Speaking Engagements & Private Workshops - Get Dean Bubley to present or chair your event

Need an experienced, provocative & influential telecoms keynote speaker, moderator/chair or workshop facilitator?
To see recent presentations, and discuss Dean Bubley's appearance at a specific event, click here

Thursday, December 27, 2012

WebRTC is the new battleground for peer-to-peer vs. server-based models for communications

I'm doing a really deep dive into WebRTC technology and business models at the moment. My view is that it's going to be a huge trend during 2013, and will be subject to the highest levels of hype, hope, marketing, debunking, politics, ignorance and misinformation. I'm not predicting it will take over the world (yet) - but I certainly am predicting that it's going to be a major disruptor.

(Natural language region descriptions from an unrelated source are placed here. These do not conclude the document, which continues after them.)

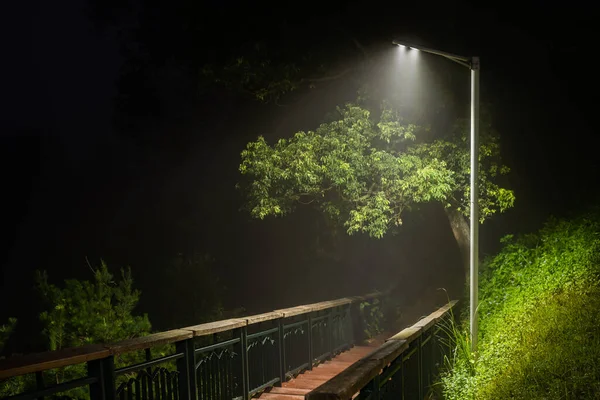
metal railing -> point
(230, 359)
(402, 368)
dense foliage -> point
(539, 320)
(84, 312)
(363, 173)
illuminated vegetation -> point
(363, 173)
(539, 319)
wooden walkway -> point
(296, 388)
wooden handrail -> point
(30, 363)
(346, 384)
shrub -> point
(539, 332)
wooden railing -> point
(402, 368)
(230, 359)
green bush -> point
(539, 332)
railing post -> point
(420, 364)
(186, 366)
(244, 357)
(39, 382)
(281, 341)
(104, 370)
(330, 332)
(310, 349)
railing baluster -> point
(310, 342)
(186, 367)
(281, 346)
(244, 358)
(104, 370)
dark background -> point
(110, 149)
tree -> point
(85, 312)
(364, 173)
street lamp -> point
(473, 64)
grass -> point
(539, 313)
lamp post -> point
(473, 64)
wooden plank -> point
(216, 327)
(148, 341)
(347, 383)
(407, 334)
(389, 351)
(20, 365)
(330, 304)
(301, 384)
(282, 390)
(427, 322)
(277, 396)
(293, 311)
(255, 319)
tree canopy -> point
(364, 172)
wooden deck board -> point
(309, 380)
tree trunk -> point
(461, 231)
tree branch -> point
(326, 78)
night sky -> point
(84, 177)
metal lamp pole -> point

**NEW Feb 2013 - Disruptive Analysis WebRTC report - details here** 

It's a fast-moving and multi-layer landscape encompassing telcos, network suppliers, device vendors, Internet players, software developers, chip vendors, industry bodies, enterprise communications specialists and probably regulators. Because my research and analysis "beat" covers all of those, I'm hoping to be the best-placed analyst and strategy consultant to decode the various threads and tease out predictions, opportunities, threats and variables.

One of the most interesting aspects is the linkage between intricate technology issues, and the ultimate winners and losers from a business point of view. Just projecting based on the "surface detail" from PR announcements and vendor slide-decks misses what's going on beneath. I'm finding myself going ever deeper down the rabbit-hole, before I can return and emerge with a synthesised and sanitised picture of possibilities, probabilities and impossibilities. That's not to say that there aren't also a set of top-down commercial and end-user trends driving WebRTC as well - but that's for another day.

A cursory glance at the WebRTC landscape reveals a number of technical battlegrounds - or at least foci of debate:

  • Codec choices, especially VP8 vs. H.264 for video
  • Current draft WebRTC vs. Microsoft's proposed CU-RTC-Web vs. whatever Apple has up its sleeve
  • The role of WebSockets, PeerConnection, SPDY and assorted other protocols for creating realtime-suitable browser or application connections
  • What signalling protocols will get adopted along with WebRTC - SIP, XMPP and so on
  • What does WebRTC offer that Flash, Silverlight and other platforms don't?
  • What bits of all this does each major browser support, when, and how? How and when are browsers updated?
While a lot of these seem remote and abstruse, there is another (mostly unspoken) layer of debate here:

Is WebRTC mostly about browser-to-browser use cases? Or is it aimed more at browser-server/gateway applications?

That is the secret question which is both chicken and egg here. Certain of the technical debates above tend to favour one set of use cases over the other - perhaps by making things easier for developers, or introducing the role of third parties who operate the middle-boxes and monetise them as "services". Because of this, it is also the hidden impetus behind various proposals and political machinations of various vendors and service providers. Other, less "Machiavellian" players are going to find themselves in the role of passengers on the WebRTC train, their prospects enhanced or damaged by these external factors without  their control.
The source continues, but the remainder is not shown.